The boat has a draft of 3.42 ft with the standard keel.

It has a masthead sloop rig.

The boat is normally fitted with a small 6 to 10 hp outboard motor for docking and maneuvering, although at some points during production an inboard engine was optional.

The design has two alternate interior arrangements: standard and dinette. The standard has two straight main cabin settees and provides sleeping accommodation for four people. The dinette model has sleeping accommodation for five, with its drop-down dinette table that can sleep two and an aft, starboard quarter berth. Both interiors have a double "V"-berth in the bow cabin, with the portable head underneath. On the standard model the galley is located on both sides just aft of the bow cabin. On the dinette model the galley is on the starboard side only. The galley is equipped with a two-burner stove, an ice box and a sink. Cabin headroom is 71 in.

The design has a PHRF racing average handicap of 270 and a hull speed of 5.7 kn.

In a 2005 review in Cruising World Liz Shaw described the boat, "the solid hull of hand-laid fiberglass is heavy, even overbuilt — we hit a rock in Maine, and while the noise of the impact was terrifying, the hull suffered barely a scratch. The Bristol 24 was one of the most popular pocket cruisers of its time, when few boats offered more for the money."

In a 2010 review Steve Henkel wrote, "best features: ... the Corsair has virtually six feet of headroom in the cabin, unusual for a 25-foot sailboat. Worst features: ... the Corsair is not a boat you can plan to launch at a ramp for a casual afternoon sail, and then retrieve before cocktail hour. Not only is her 3' 5" draft not conducive to easy ramp launching, but on the trailer and equipped to sail away, the total weight is over 8,000 pounds, and requires a sizable towing vehicle rated to pull that big a load."

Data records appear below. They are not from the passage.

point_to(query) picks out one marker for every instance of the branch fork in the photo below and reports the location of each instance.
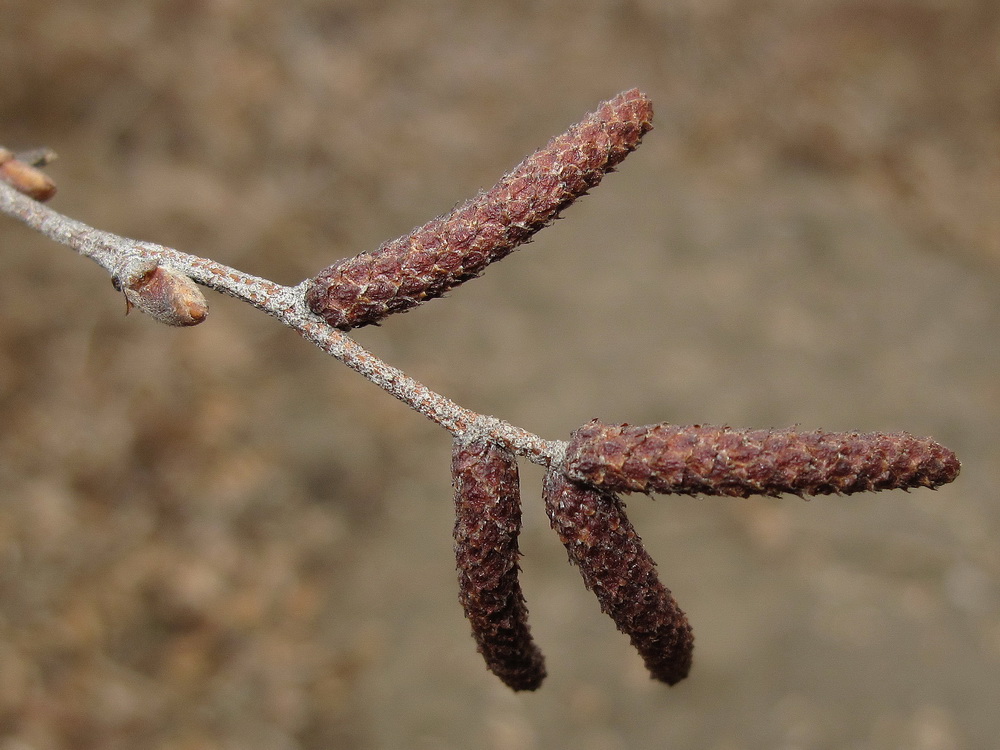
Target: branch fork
(586, 474)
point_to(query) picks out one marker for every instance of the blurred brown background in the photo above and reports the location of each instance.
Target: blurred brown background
(220, 538)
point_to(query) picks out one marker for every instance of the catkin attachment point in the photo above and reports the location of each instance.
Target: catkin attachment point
(163, 293)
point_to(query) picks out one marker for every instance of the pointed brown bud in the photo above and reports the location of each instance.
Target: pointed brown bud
(724, 461)
(602, 543)
(457, 247)
(167, 295)
(25, 178)
(487, 524)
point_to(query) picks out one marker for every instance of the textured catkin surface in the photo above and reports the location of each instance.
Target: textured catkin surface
(452, 249)
(487, 523)
(710, 460)
(609, 554)
(217, 538)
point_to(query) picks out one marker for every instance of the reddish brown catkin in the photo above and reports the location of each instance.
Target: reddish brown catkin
(615, 566)
(454, 248)
(723, 461)
(487, 523)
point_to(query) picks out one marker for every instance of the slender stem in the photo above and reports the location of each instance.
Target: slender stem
(113, 252)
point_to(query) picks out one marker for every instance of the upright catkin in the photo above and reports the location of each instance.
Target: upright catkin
(454, 248)
(707, 460)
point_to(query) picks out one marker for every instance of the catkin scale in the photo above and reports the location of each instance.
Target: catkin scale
(454, 248)
(601, 542)
(707, 460)
(487, 524)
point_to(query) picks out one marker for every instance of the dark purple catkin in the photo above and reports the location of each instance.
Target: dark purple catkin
(724, 461)
(454, 248)
(603, 545)
(487, 523)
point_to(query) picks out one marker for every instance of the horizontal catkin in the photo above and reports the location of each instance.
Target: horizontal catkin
(708, 460)
(454, 248)
(487, 524)
(602, 543)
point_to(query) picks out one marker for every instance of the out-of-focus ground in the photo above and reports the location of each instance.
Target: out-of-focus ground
(220, 538)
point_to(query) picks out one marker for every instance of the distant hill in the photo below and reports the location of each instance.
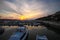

A Blue Water Boats review of the design says, "the popular little Bristol 24, also called the Corsair in earlier times, is a safe and solidly built pocket cruiser from the 1960s. Hundreds were built in hand-laid fiberglass by the Sailstar Boat Company and later Bristol Yachts in Rhode Island with a production run that spanned 17 years. This Paul Coble design, makes for a great little coastal cruiser, and with the right equipment can be made suitable for ocean voyaging."